Insectivores and Rodents (including a Multituberculate) added to the LRT

Today several Insectivores (clade within the Mammalia)
and other taxa are added to the large reptile tree (now 744 taxa). And, no surprise, the little fur-balls nest together (subset Fig. 1). Talpa is a mole. Scutisorex is a shrew. Solenodon is, well, a solenodon!

Figure 1. the mammal subset of the large reptile tree, still fully resolved. Here insectivores nest with rodents and rabbits. Plesiadapis is often traditionally nested with primates in analyses performed by others, but does not do so here.

Figure 1. The mammal subset of the large reptile tree, still fully resolved. Here insectivores nest with rodents and rabbits. Plesiadapis is often traditionally nested with primates in analyses performed by others, but does not do so here. If some of these taxa are unfamiliar, you can Google them to retrieve their more familiar names. It’s a pretty simple tree. And, doggone it, it makes sense, too!

As you can see,
Tenrecs are no longer insectivores. Insectivores are sisters to Solenodon and that clade is a sister to the rodents + Rugosodon (Jurassic, Yuan et al. 2013), a multiuberculate mammal. Rugosodon is the oldest multituberculate so far described, so it should be one of the least derived. They have flexible ankles, according to Wikipedia.

About multituberculates
Wikipedia reports, “Multituberculates are extinct rodent-like mammals usually placed outside either of the two main groups of living mammals—Theria, including placentals and marsupials, and Monotremata[9]—but closer to Theria than to monotremes. (references on that page). Sorry to report this, but after testing in the large reptile tree, multituberculates appear to be rodent-like because they are rodent sisters. If you have any suggestions for taxa that might attract Rugosodon away from rodents, toward the base of the Mammalia, please pass them on.

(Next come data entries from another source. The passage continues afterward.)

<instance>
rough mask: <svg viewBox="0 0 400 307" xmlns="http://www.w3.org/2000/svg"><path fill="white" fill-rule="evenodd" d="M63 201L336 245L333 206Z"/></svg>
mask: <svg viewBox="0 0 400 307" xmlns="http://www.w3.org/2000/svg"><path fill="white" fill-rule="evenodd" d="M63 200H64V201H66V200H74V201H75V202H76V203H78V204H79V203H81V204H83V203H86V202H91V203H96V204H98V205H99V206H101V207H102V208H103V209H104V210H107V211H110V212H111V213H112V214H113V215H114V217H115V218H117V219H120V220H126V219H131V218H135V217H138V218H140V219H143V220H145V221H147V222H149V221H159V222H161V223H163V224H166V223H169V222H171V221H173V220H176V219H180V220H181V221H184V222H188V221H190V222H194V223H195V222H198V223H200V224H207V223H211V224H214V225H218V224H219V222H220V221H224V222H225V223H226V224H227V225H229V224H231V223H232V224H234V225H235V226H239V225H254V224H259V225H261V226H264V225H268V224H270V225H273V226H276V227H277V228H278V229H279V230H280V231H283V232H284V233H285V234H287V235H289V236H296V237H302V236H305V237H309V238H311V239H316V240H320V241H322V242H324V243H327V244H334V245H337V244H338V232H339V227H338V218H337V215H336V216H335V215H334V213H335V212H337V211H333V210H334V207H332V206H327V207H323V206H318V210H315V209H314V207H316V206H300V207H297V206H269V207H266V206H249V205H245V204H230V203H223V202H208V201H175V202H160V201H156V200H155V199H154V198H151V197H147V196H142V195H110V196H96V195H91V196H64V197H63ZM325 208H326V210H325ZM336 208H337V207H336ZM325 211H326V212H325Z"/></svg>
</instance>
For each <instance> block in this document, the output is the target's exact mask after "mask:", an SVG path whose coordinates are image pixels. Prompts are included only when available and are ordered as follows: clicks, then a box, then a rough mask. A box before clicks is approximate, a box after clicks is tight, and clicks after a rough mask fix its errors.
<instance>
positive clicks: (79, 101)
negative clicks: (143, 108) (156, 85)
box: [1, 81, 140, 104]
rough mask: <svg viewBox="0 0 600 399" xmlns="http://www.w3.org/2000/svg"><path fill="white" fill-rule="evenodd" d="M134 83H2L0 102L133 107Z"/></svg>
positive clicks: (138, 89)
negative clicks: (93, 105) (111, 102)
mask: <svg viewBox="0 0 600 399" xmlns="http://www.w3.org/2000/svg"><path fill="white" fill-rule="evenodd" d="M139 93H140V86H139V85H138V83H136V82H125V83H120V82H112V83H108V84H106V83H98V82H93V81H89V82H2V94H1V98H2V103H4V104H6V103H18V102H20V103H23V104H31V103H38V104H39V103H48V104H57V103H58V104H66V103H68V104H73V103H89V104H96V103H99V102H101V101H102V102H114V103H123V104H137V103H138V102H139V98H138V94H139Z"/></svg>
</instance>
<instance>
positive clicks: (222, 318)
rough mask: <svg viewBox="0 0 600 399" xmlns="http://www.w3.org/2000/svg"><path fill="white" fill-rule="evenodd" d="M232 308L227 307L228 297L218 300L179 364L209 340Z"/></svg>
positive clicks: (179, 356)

A few carnivores were added.
Phoca is a seal. Procyon is a raccoon (and a bright star).

If you want to check my work
I’ll have images and pages set up at ReptileEvolution.com after the upcoming weekend. Otherwise, nearly all the images I used for data were Googled. So you can find the same data online.

References
Yuan CX, Ji Q, Meng QJ, Tabrum AR, Luo ZX 2013. Earliest evolution of multituberculate mammals revealed by a new Jurassic fossil”. Science 341 (6147): 779–783. doi:10.1126/science.1237970.